Plan Administrator – overseeing the details and routines activities of installing and running a health plan, such as answering questions, enrolling new individuals for coverage, billing and collecting premiums.
Point of Service (POS) – health plans that allow enrollees to choose HMO, PPOI or indemnity coverage, at the point of service (time when services are received).
Pre-Certification / pre-authorization – Pre-admission review and approval of appropriations and medical necessity of hospitalization, medical treatment or prescription drugs.
Pre-Existing Condition – an illness, injury or condition for which the insured individual receives medical advice, treatment, services or supplies had diagnostic test done or recommended, had medicines prescribed or recommended, or had symptoms of typically within 6 or 12 months prior to coverage beginning.
Preferred Provider Organization (PPO) – a network or panel of physicians, hospitals that agree to discount its normal fees in exchange for a higher volume of patients.
Premiums – payments to an insurance company providing coverage.
Provider – any person or entity providing health care services including hospital, physicians, home health agencies and nursing homes. Usually licensed by the state.
Referral – within many managed care systems transfer to specialty physician or specialty care by a primary care physician.
Rider – a modification to a certificate of insurance policy regarding clauses and provision of the policy.
Risk – uncertainty of financial loss.
Small Employer Group – groups with 1-99 employees.

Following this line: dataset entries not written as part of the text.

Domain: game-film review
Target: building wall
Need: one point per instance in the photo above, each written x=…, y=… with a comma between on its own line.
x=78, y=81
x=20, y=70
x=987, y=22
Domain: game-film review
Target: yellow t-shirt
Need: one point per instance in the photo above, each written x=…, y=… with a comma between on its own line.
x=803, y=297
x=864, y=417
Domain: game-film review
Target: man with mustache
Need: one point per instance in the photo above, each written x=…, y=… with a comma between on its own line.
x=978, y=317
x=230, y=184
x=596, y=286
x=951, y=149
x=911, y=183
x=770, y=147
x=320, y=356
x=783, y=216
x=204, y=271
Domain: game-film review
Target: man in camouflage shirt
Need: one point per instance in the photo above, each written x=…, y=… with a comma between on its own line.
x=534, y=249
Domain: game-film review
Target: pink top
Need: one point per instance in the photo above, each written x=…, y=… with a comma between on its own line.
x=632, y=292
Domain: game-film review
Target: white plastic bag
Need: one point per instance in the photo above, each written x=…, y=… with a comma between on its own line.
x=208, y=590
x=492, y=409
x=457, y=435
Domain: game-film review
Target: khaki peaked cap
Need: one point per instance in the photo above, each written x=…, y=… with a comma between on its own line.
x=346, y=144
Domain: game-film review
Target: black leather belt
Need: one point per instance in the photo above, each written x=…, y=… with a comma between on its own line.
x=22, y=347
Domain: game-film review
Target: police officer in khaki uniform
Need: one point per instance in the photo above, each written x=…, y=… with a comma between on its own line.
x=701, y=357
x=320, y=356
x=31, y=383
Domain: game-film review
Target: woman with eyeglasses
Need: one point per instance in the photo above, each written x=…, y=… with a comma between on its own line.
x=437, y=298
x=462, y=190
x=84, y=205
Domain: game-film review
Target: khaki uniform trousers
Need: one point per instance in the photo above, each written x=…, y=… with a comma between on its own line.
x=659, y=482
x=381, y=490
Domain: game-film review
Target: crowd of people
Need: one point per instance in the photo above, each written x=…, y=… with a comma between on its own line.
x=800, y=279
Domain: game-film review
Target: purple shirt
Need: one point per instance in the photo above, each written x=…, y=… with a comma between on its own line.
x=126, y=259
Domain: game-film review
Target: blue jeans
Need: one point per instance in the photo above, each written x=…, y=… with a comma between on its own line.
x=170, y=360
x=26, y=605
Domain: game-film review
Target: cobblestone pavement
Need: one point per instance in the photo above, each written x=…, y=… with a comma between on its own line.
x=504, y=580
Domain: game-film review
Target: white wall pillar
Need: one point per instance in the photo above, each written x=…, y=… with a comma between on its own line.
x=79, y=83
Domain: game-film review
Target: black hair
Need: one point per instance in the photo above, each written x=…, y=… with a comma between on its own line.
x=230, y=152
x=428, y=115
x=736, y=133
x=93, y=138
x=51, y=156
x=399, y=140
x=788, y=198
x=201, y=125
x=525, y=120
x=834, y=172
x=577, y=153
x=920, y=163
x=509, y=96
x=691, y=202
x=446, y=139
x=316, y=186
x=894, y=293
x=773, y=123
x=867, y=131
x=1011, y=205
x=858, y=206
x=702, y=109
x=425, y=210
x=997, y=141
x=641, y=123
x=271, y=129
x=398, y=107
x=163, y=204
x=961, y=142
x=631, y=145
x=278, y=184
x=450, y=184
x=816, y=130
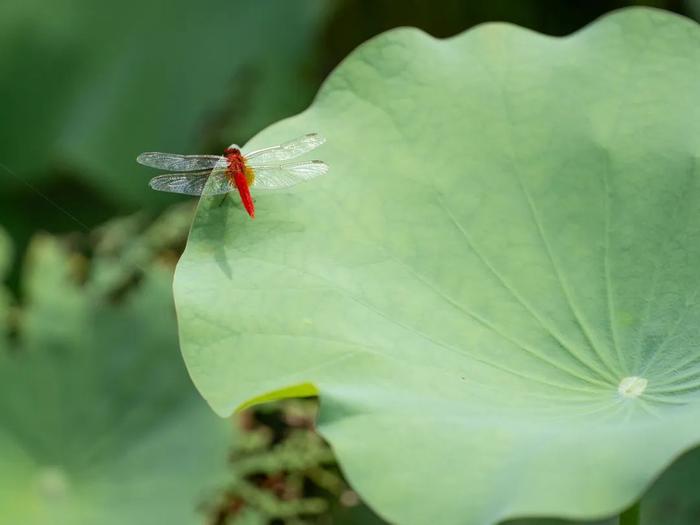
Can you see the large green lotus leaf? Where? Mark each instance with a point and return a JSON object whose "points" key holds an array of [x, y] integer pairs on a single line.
{"points": [[133, 76], [99, 423], [494, 289]]}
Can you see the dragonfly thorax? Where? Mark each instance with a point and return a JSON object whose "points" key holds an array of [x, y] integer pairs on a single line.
{"points": [[238, 165]]}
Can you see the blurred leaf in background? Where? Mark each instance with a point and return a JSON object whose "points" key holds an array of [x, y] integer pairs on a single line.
{"points": [[89, 86], [85, 87], [99, 423], [283, 472]]}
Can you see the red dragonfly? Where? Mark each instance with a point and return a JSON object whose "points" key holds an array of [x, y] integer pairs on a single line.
{"points": [[264, 169]]}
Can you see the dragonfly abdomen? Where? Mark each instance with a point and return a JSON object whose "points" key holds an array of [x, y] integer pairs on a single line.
{"points": [[238, 173]]}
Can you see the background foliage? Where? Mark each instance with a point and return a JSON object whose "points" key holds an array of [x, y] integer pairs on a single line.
{"points": [[86, 86]]}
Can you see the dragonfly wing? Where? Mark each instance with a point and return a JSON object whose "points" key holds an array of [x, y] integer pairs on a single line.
{"points": [[274, 177], [192, 183], [287, 151], [219, 183], [175, 162]]}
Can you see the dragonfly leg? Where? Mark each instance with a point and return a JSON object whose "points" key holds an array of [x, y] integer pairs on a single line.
{"points": [[223, 199]]}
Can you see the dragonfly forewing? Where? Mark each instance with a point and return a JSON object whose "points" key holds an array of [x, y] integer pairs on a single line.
{"points": [[273, 177], [286, 151], [176, 162]]}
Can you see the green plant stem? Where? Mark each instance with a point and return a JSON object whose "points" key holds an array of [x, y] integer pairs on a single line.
{"points": [[631, 516]]}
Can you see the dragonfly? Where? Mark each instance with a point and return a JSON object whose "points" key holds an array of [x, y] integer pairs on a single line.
{"points": [[270, 168]]}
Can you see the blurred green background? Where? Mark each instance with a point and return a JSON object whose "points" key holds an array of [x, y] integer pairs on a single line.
{"points": [[89, 365]]}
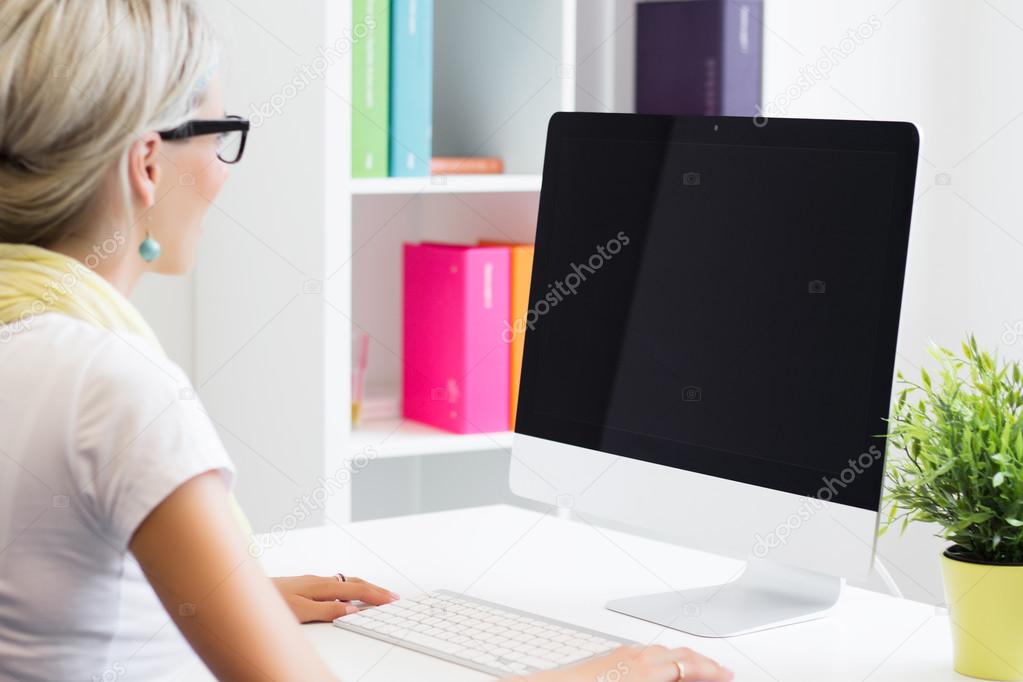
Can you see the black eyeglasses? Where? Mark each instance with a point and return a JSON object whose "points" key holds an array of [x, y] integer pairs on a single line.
{"points": [[232, 130]]}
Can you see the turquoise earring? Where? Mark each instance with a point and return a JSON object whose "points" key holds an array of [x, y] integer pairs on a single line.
{"points": [[149, 248]]}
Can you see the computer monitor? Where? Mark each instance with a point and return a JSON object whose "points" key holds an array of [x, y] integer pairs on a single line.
{"points": [[710, 347]]}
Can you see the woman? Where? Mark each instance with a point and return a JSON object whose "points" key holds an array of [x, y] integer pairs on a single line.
{"points": [[115, 488]]}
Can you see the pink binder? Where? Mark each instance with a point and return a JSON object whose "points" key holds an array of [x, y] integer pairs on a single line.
{"points": [[455, 361]]}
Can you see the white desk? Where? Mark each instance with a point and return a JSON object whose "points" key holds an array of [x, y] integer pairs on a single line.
{"points": [[568, 570]]}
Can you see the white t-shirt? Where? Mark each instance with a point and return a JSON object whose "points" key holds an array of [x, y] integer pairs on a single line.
{"points": [[96, 428]]}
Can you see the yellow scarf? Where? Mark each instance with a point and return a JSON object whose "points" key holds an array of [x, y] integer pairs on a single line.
{"points": [[34, 281]]}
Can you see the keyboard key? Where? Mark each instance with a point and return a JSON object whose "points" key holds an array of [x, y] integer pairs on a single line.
{"points": [[477, 634]]}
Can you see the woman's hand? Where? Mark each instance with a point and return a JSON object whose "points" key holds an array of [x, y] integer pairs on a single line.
{"points": [[315, 598], [640, 664]]}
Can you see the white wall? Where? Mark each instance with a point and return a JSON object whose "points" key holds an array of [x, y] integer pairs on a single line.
{"points": [[952, 67]]}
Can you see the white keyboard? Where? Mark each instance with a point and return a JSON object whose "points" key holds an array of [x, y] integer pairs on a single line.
{"points": [[478, 634]]}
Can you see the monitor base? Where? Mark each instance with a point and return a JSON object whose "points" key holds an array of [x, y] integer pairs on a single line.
{"points": [[765, 595]]}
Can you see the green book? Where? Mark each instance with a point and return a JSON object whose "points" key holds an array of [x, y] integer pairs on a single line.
{"points": [[370, 67]]}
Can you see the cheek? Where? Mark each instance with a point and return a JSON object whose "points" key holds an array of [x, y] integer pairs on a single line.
{"points": [[212, 179]]}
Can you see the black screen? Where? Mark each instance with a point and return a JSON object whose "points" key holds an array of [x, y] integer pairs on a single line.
{"points": [[717, 307]]}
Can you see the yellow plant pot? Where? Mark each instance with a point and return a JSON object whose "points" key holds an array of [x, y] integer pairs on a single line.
{"points": [[985, 605]]}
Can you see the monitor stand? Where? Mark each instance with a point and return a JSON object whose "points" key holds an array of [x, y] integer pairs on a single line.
{"points": [[765, 595]]}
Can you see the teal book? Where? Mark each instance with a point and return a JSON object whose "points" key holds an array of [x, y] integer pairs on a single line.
{"points": [[370, 88], [411, 86]]}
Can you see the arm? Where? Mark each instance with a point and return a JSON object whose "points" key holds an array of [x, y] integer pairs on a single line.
{"points": [[191, 551]]}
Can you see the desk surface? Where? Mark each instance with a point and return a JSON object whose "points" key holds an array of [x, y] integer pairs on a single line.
{"points": [[568, 570]]}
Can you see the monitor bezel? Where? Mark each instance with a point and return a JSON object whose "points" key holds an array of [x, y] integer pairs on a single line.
{"points": [[902, 139]]}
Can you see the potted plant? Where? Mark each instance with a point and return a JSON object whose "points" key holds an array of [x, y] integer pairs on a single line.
{"points": [[960, 464]]}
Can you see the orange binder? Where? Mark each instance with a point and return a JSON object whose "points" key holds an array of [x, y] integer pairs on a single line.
{"points": [[522, 268]]}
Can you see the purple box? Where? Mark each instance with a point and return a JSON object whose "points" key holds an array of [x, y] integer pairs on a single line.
{"points": [[699, 57]]}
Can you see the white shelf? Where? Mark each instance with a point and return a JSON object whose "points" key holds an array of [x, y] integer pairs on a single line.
{"points": [[446, 184], [404, 438]]}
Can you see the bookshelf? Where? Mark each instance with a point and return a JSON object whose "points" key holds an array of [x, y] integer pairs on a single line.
{"points": [[447, 184], [297, 254]]}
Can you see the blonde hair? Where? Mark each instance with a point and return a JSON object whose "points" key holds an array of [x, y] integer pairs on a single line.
{"points": [[80, 80]]}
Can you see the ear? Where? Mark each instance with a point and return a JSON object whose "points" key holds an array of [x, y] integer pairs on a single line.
{"points": [[143, 169]]}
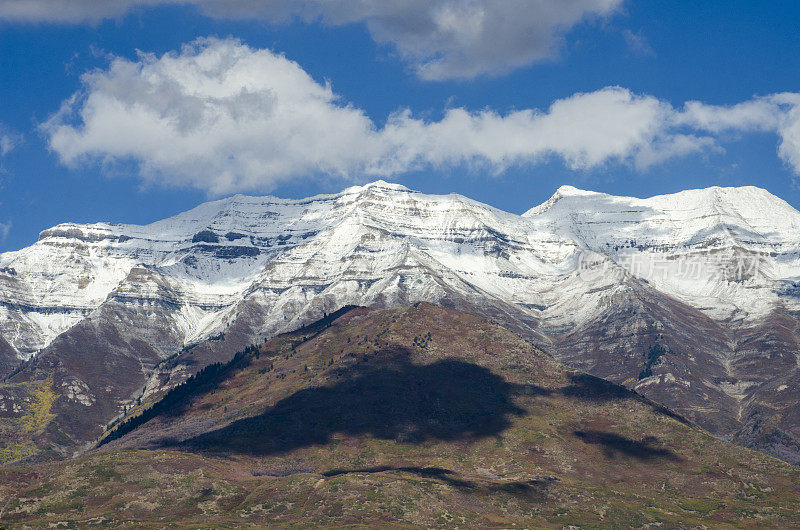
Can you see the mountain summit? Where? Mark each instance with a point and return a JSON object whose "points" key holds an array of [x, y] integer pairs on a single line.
{"points": [[690, 298]]}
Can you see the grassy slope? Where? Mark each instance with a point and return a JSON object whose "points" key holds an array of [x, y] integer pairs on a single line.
{"points": [[467, 426]]}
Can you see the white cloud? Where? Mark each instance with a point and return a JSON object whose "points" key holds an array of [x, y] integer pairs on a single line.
{"points": [[442, 39], [777, 113], [223, 117], [638, 43], [8, 140]]}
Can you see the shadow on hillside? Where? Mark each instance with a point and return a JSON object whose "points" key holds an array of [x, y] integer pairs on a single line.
{"points": [[446, 400], [614, 444], [535, 488]]}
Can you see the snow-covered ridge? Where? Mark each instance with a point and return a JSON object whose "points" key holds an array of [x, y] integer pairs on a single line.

This definition can vary between states.
State Mandated Benefits – state laws requiring that commercial health insurance plans include3 specific benefits.
Stop Loss – the dollar amount of claims filed for eligible expenses at which the insurance begins to pay 100% per insured individuals. The stop loss is reached when an insured individual has paid his deductible and reach their out of pocket maximum.
Underwriter – entity that assumes the responsibility of the risk, issues insurance policies and receives premiums.
Waiver of Coverage – a section on the enrollment form which states that an employee was offered insurance but opted to waive coverage.